Wybuch jądrowy w celach pokojowych? Tak w ZSRR szukano ropy i gazu, tworzono jeziora i zawracano rzeki. Szacuje się, że takich wybuchów w ciągu niecałych 30 lat było ponad 120. A skutki skażenia, choć miały być znikome, są odczuwane do dziś.

We wsi Gałkino w obwodzie iwanowskim panuje cisza i spokój. Ale nie zawsze tak było. 40 lat temu tuż za wioską przeprowadzono planowany wybuch jądrowy. Ładunek o mocy 2,3 kilotony umieszczono ponad 600 metrów pod ziemią, w specjalnie wywierconej sztolni. Teren otoczyło wojsko.
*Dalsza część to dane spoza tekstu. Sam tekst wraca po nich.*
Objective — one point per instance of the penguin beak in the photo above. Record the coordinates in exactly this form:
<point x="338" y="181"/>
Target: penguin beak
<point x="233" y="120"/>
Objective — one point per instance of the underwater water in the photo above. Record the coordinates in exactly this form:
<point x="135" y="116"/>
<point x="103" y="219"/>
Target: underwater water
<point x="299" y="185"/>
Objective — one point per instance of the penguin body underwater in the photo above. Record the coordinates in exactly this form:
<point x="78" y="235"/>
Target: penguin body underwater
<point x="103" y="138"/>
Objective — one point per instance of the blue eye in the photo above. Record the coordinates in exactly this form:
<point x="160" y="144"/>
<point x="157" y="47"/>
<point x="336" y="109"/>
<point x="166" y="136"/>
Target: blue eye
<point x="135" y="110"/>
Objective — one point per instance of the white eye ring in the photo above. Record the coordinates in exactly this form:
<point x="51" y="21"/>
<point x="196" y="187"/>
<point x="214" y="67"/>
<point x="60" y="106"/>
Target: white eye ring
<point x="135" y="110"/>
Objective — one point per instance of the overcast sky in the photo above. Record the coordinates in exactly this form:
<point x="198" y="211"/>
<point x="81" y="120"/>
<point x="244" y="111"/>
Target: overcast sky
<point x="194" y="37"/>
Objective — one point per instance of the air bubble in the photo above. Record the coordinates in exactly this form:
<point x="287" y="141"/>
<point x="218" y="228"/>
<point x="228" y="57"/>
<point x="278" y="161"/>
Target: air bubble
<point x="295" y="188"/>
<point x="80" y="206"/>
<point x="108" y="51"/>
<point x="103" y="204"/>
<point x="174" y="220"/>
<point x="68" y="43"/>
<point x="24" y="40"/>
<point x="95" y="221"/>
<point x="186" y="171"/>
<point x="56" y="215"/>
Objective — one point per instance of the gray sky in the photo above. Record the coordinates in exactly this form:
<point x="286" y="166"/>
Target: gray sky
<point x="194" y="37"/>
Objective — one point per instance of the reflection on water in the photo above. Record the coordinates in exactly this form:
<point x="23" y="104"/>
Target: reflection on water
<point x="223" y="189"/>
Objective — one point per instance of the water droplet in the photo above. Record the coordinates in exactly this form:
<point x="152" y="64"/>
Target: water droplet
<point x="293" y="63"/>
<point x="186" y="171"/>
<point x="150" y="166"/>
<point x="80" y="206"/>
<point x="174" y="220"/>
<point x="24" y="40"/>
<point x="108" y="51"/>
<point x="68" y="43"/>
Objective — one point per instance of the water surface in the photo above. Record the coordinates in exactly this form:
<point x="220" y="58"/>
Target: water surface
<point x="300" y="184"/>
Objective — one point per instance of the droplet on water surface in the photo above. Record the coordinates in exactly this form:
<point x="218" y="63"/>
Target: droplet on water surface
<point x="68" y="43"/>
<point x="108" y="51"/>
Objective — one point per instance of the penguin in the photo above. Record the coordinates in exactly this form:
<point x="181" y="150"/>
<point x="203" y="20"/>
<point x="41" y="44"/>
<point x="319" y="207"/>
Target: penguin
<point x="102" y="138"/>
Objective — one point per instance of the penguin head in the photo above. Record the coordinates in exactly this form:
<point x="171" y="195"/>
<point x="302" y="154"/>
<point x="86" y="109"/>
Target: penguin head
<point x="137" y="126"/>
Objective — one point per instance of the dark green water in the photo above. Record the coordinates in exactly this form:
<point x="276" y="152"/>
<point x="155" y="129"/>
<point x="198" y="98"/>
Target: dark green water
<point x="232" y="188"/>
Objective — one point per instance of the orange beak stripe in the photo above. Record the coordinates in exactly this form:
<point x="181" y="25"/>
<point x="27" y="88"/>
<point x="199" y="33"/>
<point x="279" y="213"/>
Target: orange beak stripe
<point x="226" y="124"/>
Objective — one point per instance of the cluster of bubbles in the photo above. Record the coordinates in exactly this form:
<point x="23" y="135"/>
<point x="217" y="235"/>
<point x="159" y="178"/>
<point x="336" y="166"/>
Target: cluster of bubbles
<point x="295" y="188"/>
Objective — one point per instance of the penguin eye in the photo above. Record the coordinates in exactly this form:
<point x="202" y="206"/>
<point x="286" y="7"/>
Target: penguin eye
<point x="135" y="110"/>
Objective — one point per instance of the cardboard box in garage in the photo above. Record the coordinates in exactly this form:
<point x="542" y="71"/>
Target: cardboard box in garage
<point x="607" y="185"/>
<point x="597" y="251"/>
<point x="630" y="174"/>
- Siedzieliśmy na deskach koło domu. Patrzymy, a od tej strony las podnosi się, jakby zbliżała się do nas gigantyczna fala - mówi Wiaczesław Riabcow, mieszkaniec Gałkino.

Szacuje się, że w latach 1965-988 przeprowadzono co najmniej 124 takie wybuchy. Miały pomagać w poszukiwaniach geologicznych, zwiększać wydobycie ropy naftowej i gazu. Większość miała miejsce głęboko pod ziemią, ale w Kazachstanie przy użyciu potężnego ładunku stworzono jezioro Czagan, w tajdze pod Uralem sprawdzano, czy można przy pomocy bomb atomowych wykopać kanał i zawrócić rzeki. Podejrzewa się, że część niezdetonowanych ładunków mogła do dziś pozostać w sztolniach.
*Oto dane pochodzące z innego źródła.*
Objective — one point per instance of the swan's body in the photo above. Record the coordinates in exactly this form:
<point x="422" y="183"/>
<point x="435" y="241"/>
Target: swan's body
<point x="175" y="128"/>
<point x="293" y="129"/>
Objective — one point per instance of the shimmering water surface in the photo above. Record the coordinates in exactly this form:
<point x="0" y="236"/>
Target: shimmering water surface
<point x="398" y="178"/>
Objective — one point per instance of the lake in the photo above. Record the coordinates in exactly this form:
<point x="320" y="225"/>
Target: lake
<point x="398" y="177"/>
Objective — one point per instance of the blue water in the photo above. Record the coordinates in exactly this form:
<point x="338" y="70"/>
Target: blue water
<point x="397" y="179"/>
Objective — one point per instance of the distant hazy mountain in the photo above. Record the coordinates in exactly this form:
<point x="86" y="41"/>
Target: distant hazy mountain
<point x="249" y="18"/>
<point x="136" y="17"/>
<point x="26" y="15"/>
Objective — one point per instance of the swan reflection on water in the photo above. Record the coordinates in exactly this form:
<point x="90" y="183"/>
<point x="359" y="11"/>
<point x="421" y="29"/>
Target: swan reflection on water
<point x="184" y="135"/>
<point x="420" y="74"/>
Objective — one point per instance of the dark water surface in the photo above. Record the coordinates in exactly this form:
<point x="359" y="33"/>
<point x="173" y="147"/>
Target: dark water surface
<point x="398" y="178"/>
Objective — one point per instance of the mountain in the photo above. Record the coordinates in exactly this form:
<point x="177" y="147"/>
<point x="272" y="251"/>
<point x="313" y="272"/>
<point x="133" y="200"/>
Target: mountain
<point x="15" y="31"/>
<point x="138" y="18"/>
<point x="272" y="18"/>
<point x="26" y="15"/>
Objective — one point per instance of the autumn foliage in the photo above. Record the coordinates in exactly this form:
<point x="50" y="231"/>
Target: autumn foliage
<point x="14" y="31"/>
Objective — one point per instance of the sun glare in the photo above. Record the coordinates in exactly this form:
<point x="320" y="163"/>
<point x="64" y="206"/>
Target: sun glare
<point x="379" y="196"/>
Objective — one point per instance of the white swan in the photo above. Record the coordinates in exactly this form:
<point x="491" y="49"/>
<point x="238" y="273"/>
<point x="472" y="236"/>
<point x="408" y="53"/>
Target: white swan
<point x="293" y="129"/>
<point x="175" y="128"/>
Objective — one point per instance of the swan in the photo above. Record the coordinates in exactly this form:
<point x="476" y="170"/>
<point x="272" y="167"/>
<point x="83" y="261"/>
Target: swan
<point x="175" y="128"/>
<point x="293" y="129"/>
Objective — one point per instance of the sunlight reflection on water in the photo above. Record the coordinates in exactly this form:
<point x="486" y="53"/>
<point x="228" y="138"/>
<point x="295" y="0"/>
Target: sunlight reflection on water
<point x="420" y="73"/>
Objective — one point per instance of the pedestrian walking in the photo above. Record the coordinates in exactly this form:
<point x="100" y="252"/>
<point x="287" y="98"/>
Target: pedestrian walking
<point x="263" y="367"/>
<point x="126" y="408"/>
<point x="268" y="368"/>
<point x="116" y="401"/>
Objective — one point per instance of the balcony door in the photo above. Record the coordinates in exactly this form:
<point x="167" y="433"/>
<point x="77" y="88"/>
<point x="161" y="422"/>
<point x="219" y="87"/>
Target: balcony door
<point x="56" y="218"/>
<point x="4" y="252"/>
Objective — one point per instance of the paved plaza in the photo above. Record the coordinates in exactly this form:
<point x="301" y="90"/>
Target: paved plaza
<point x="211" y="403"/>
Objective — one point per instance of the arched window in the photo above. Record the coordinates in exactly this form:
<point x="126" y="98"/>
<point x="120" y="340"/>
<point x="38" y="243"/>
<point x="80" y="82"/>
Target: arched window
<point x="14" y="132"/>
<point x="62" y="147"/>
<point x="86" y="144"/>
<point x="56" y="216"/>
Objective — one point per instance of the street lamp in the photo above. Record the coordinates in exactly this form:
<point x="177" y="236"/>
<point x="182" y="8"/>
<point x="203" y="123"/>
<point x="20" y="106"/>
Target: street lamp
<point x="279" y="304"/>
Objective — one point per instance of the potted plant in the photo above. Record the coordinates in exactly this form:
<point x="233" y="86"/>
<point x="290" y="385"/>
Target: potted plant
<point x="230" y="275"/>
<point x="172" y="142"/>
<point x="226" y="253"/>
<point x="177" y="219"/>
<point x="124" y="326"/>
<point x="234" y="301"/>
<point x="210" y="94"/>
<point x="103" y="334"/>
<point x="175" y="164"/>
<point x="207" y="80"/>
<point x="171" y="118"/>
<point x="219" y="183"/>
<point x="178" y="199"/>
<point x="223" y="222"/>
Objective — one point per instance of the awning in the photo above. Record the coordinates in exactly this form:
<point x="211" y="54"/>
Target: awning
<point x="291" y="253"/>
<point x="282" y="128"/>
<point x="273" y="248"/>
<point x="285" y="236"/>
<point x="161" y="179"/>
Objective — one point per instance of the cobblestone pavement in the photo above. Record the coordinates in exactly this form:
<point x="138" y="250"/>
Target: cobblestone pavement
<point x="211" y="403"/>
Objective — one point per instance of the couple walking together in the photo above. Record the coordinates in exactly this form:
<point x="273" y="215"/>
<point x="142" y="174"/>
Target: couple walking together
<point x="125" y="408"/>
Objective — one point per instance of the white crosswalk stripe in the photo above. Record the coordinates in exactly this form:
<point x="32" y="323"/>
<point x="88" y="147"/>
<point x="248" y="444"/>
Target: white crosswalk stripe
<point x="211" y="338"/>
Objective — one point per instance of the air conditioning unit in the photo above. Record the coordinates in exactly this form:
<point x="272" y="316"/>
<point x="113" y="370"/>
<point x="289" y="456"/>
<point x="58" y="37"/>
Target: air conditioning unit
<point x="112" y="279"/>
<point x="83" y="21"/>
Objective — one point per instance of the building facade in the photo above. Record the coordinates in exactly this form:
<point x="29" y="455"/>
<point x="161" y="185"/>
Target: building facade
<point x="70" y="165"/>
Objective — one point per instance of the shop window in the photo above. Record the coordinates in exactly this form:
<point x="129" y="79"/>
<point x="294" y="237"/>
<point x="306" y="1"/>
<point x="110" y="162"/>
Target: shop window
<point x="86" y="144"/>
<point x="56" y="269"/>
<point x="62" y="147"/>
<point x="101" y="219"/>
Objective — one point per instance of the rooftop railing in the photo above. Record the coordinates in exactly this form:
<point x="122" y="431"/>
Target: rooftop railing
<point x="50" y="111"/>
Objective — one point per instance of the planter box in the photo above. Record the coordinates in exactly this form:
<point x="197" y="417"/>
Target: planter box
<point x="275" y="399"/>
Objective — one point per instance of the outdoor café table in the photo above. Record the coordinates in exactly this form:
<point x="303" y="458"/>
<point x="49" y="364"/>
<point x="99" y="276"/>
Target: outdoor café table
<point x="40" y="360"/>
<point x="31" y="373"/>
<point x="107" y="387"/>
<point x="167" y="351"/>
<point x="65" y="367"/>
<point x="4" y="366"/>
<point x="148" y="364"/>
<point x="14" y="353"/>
Śmiercionośne, choć niewidzialne skutki

Choć skażenia miało nie być, skutki "pokojowych wybuchów" są nadal odczuwane. W jeziorze Czagan nikt się dziś nie kąpie. Są w Rosji miejsca, w których promieniowanie sięga 6 tysięcy mikrorentgenów na godzinę – 100 razy powyżej dopuszczalnej normy. Izotopy pojawiają się w źródłach wody pitnej. A mieszkańcy wiosek, w których dochodziło do eksplozji, skarżą się na choroby - głównie raka. - Ja poroniłam w szóstym miesiącu ciąży. A praktycznie wszystkich mężczyzn skosił rak - mówi Nadieżda Pietrowna, felczer z Gałkina.

Prócz tego, jak ostrzegają służby ochrony przyrody, żyjące w okolicy "atomowych wiosek" zwierzęta mogą być skażone, ale nadal urządza się na nie polowania. Promieniowanie to wróg, którego nie widać, dlatego nie zwraca się na niego uwagi.